What part of the stroke does ZWIM measure?

ZWIM measures the Propulsion Phase, the underwater catch, pull, and push, using the Power Paddles and Propulsion Bands on the ZWIM Bench.

What does it not measure?

It does not measure rotation, kick, breathing, recovery, head position, body position, turns, sighting, or open-water confidence. Those belong to the pool and open water.

How does it help my catch and early vertical forearm?

The high elbow catch, or early vertical forearm, is established freestyle technique. ZWIM gives you a live number and a game so you can groove that pattern between pool days, as a feedback signal rather than a clinical measurement.

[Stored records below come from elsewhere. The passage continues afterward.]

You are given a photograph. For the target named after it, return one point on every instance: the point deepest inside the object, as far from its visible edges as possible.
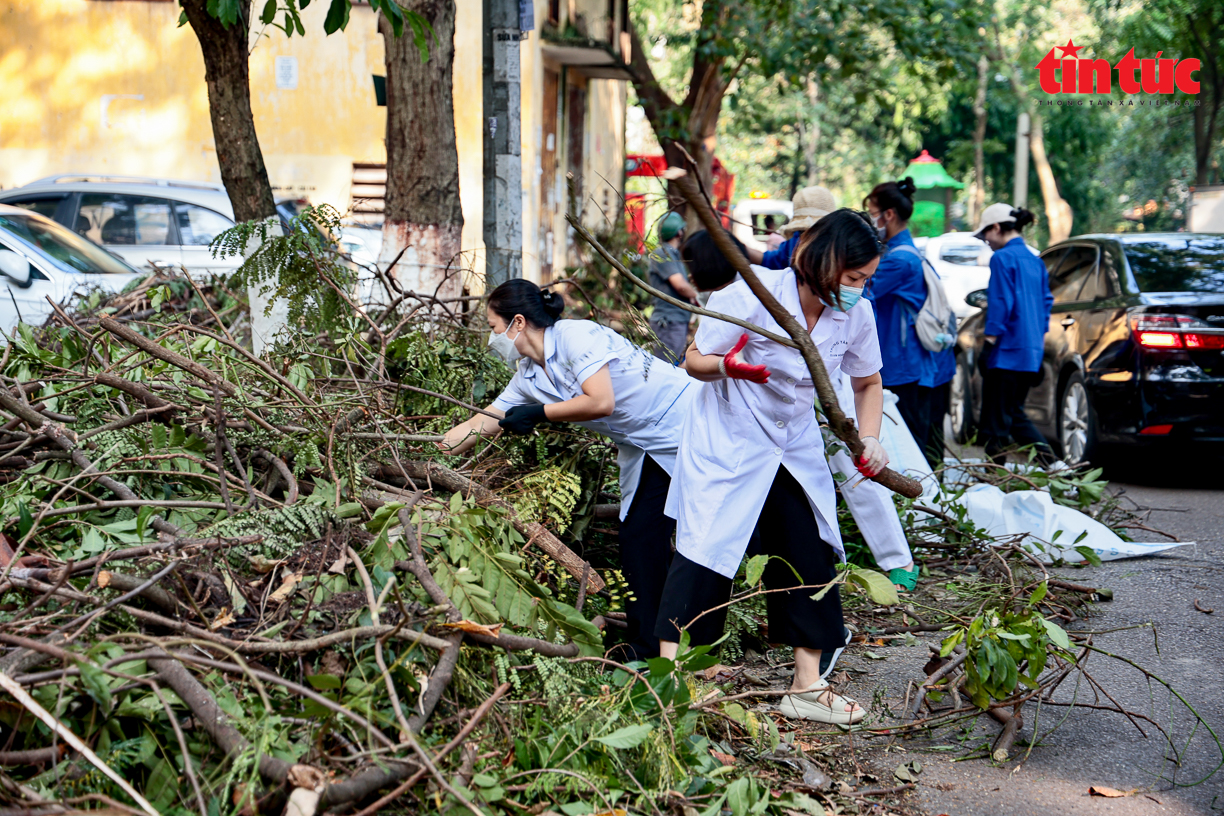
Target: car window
(124, 220)
(198, 226)
(1176, 264)
(43, 204)
(1078, 264)
(63, 245)
(962, 255)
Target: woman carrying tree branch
(582, 372)
(753, 456)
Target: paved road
(1100, 748)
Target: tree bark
(810, 133)
(228, 75)
(424, 219)
(1058, 212)
(977, 201)
(693, 124)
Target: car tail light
(1175, 332)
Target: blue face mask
(847, 297)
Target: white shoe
(808, 706)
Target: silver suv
(145, 222)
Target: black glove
(522, 419)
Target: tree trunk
(228, 75)
(424, 218)
(1058, 212)
(810, 133)
(978, 197)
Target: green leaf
(94, 683)
(876, 586)
(626, 738)
(1056, 634)
(754, 569)
(337, 17)
(737, 797)
(1038, 593)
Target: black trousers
(645, 554)
(913, 404)
(938, 400)
(787, 529)
(1003, 415)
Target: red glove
(733, 368)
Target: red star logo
(1070, 49)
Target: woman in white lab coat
(753, 456)
(582, 372)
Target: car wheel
(1077, 430)
(960, 404)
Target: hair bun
(1022, 217)
(553, 304)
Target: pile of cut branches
(234, 584)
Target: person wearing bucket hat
(667, 321)
(810, 204)
(1018, 302)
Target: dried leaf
(224, 619)
(264, 564)
(1100, 790)
(475, 628)
(288, 584)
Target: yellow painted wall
(116, 87)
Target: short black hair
(708, 267)
(896, 196)
(518, 296)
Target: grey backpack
(935, 322)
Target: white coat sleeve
(719, 337)
(585, 346)
(862, 356)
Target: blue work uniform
(897, 291)
(1017, 307)
(780, 258)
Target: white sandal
(808, 706)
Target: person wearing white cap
(1017, 315)
(809, 206)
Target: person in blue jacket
(1017, 315)
(897, 293)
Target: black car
(1135, 350)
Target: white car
(41, 259)
(749, 220)
(963, 264)
(146, 222)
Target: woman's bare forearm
(704, 367)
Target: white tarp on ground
(1031, 513)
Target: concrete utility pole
(1020, 189)
(504, 21)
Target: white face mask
(503, 346)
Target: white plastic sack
(1055, 527)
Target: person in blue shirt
(899, 293)
(809, 206)
(1017, 315)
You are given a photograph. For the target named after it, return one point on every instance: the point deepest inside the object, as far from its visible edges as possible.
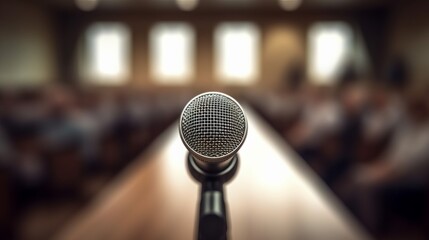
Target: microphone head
(213, 127)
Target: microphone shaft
(212, 221)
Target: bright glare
(237, 53)
(187, 5)
(172, 56)
(330, 45)
(109, 45)
(290, 5)
(86, 5)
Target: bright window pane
(237, 53)
(172, 53)
(329, 49)
(108, 48)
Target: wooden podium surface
(274, 195)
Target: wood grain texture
(274, 195)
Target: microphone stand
(212, 218)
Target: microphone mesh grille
(213, 125)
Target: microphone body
(213, 128)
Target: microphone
(212, 127)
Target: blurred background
(86, 85)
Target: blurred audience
(55, 141)
(368, 142)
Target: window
(329, 49)
(172, 53)
(108, 53)
(237, 53)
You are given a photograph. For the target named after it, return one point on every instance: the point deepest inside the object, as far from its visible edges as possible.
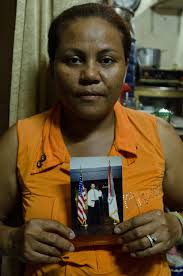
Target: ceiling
(174, 5)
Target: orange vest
(46, 189)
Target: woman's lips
(90, 96)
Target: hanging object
(128, 4)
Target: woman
(88, 48)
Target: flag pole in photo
(82, 201)
(112, 202)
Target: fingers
(45, 249)
(139, 232)
(38, 258)
(157, 249)
(42, 241)
(55, 227)
(56, 241)
(137, 221)
(142, 247)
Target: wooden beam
(179, 47)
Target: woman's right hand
(41, 241)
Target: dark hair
(61, 22)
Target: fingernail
(120, 241)
(117, 230)
(71, 235)
(71, 248)
(133, 255)
(125, 248)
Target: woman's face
(89, 68)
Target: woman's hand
(164, 231)
(41, 241)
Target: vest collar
(53, 151)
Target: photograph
(96, 194)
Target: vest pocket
(38, 206)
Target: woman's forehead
(90, 30)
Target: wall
(159, 31)
(7, 23)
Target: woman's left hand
(154, 232)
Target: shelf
(169, 7)
(155, 92)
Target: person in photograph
(93, 206)
(88, 48)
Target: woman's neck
(86, 137)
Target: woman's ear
(51, 69)
(126, 67)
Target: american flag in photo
(81, 201)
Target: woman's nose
(90, 74)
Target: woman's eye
(107, 61)
(74, 60)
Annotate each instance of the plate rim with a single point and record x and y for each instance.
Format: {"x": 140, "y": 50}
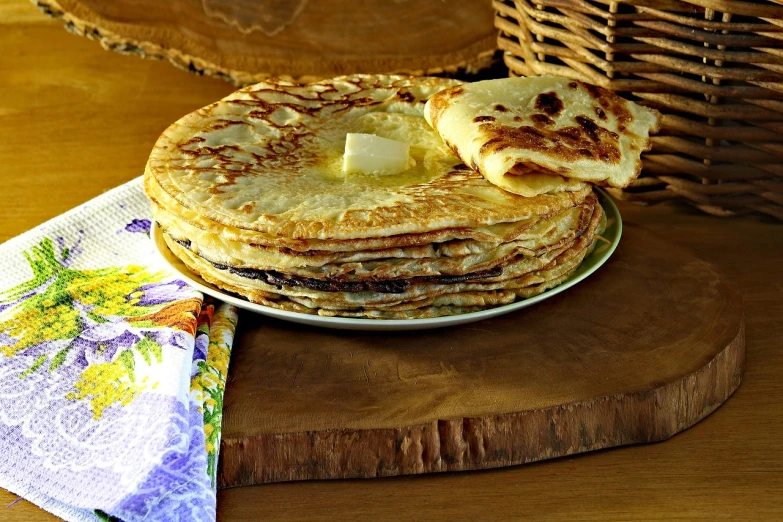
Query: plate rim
{"x": 351, "y": 323}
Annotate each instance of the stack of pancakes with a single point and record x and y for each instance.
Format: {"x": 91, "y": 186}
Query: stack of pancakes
{"x": 249, "y": 193}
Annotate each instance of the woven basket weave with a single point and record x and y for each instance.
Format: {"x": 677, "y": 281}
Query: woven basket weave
{"x": 714, "y": 68}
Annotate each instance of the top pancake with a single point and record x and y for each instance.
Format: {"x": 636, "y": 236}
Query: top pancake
{"x": 543, "y": 133}
{"x": 267, "y": 159}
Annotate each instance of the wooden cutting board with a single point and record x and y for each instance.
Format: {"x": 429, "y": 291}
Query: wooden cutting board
{"x": 246, "y": 41}
{"x": 644, "y": 348}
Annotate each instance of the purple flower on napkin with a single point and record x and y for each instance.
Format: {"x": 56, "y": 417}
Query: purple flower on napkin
{"x": 140, "y": 226}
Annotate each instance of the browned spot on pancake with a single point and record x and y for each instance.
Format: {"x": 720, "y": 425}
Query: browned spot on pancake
{"x": 440, "y": 102}
{"x": 541, "y": 120}
{"x": 587, "y": 140}
{"x": 610, "y": 102}
{"x": 549, "y": 103}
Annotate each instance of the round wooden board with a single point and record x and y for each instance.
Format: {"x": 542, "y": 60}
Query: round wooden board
{"x": 644, "y": 348}
{"x": 247, "y": 41}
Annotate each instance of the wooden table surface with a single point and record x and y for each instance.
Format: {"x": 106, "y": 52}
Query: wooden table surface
{"x": 77, "y": 121}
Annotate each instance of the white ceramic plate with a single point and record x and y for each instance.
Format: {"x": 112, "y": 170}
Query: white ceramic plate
{"x": 591, "y": 263}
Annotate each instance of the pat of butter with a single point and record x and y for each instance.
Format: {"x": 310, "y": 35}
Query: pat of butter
{"x": 371, "y": 154}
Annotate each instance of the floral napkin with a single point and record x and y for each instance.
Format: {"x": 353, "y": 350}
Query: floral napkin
{"x": 111, "y": 370}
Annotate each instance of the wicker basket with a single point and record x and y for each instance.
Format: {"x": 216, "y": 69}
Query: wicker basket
{"x": 714, "y": 68}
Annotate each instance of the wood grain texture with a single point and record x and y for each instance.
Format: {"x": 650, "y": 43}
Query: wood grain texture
{"x": 728, "y": 466}
{"x": 644, "y": 348}
{"x": 246, "y": 41}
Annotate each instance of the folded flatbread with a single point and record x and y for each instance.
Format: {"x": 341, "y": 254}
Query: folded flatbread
{"x": 543, "y": 134}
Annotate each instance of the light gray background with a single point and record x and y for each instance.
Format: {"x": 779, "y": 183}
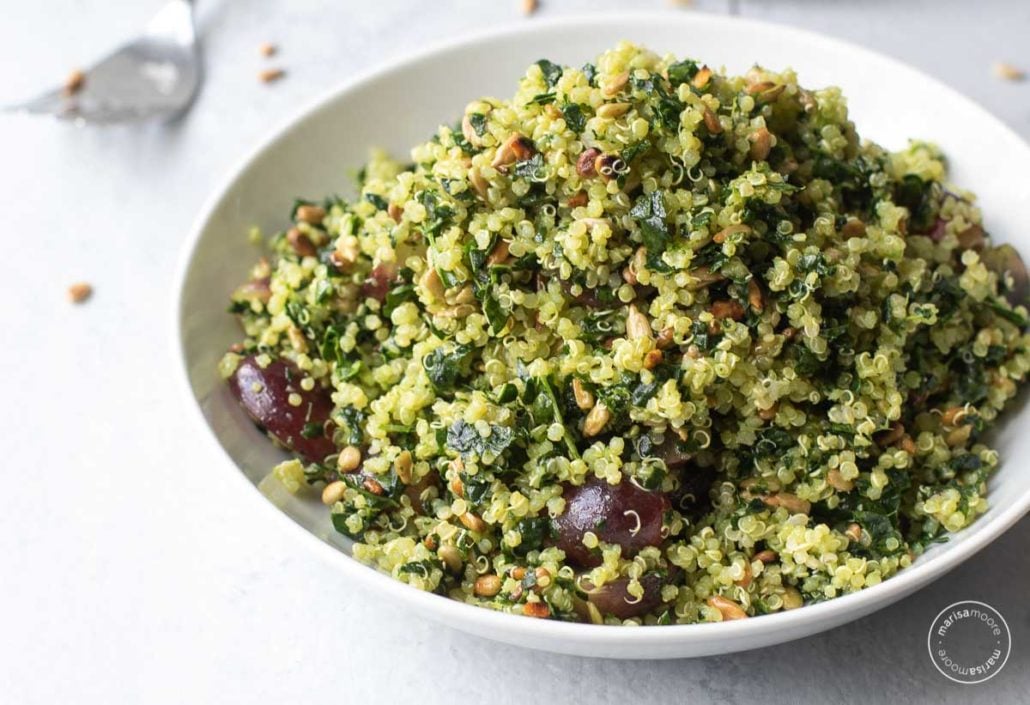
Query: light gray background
{"x": 131, "y": 569}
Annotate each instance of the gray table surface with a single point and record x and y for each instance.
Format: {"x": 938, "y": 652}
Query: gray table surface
{"x": 132, "y": 570}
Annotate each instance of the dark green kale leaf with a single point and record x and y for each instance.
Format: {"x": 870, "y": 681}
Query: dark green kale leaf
{"x": 446, "y": 366}
{"x": 465, "y": 439}
{"x": 649, "y": 211}
{"x": 682, "y": 71}
{"x": 551, "y": 71}
{"x": 573, "y": 112}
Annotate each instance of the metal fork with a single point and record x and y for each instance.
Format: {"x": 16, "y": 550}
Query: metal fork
{"x": 156, "y": 75}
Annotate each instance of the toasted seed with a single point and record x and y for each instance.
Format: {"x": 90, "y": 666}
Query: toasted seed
{"x": 345, "y": 254}
{"x": 79, "y": 292}
{"x": 701, "y": 78}
{"x": 616, "y": 84}
{"x": 584, "y": 398}
{"x": 721, "y": 236}
{"x": 727, "y": 308}
{"x": 310, "y": 213}
{"x": 907, "y": 444}
{"x": 853, "y": 228}
{"x": 712, "y": 122}
{"x": 74, "y": 82}
{"x": 1003, "y": 69}
{"x": 465, "y": 295}
{"x": 748, "y": 576}
{"x": 301, "y": 243}
{"x": 516, "y": 148}
{"x": 653, "y": 359}
{"x": 430, "y": 281}
{"x": 838, "y": 481}
{"x": 271, "y": 75}
{"x": 473, "y": 523}
{"x": 334, "y": 493}
{"x": 953, "y": 415}
{"x": 499, "y": 255}
{"x": 972, "y": 237}
{"x": 451, "y": 557}
{"x": 479, "y": 182}
{"x": 792, "y": 599}
{"x": 297, "y": 339}
{"x": 891, "y": 435}
{"x": 958, "y": 436}
{"x": 704, "y": 277}
{"x": 613, "y": 110}
{"x": 456, "y": 488}
{"x": 585, "y": 163}
{"x": 791, "y": 503}
{"x": 487, "y": 585}
{"x": 595, "y": 421}
{"x": 349, "y": 459}
{"x": 728, "y": 608}
{"x": 638, "y": 327}
{"x": 761, "y": 143}
{"x": 765, "y": 91}
{"x": 469, "y": 132}
{"x": 755, "y": 296}
{"x": 605, "y": 165}
{"x": 403, "y": 466}
{"x": 854, "y": 532}
{"x": 537, "y": 609}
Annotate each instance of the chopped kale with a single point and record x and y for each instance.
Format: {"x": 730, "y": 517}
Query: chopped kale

Can pros use it at low volume?

Yes. For a pro, Propulsive Watts is an objective stroke-power signal to track over time, session to session, even from one or two ZWIM Sessions a week between pool sessions.

How do I use it without overthinking it?

Do a ZWIM Session, notice the number without judging it, repeat the Session, and watch whether the output becomes more stable. Do not worship one session. Look for the pattern, then bring one focus back to the pool.

Own the swim

Stop guessing where the effort went.

You already know when a session was hard. What you have never had is a way to see whether that effort became propulsion. Propulsive Watts gives the swim a number, a game, and a feedback loop between pool days.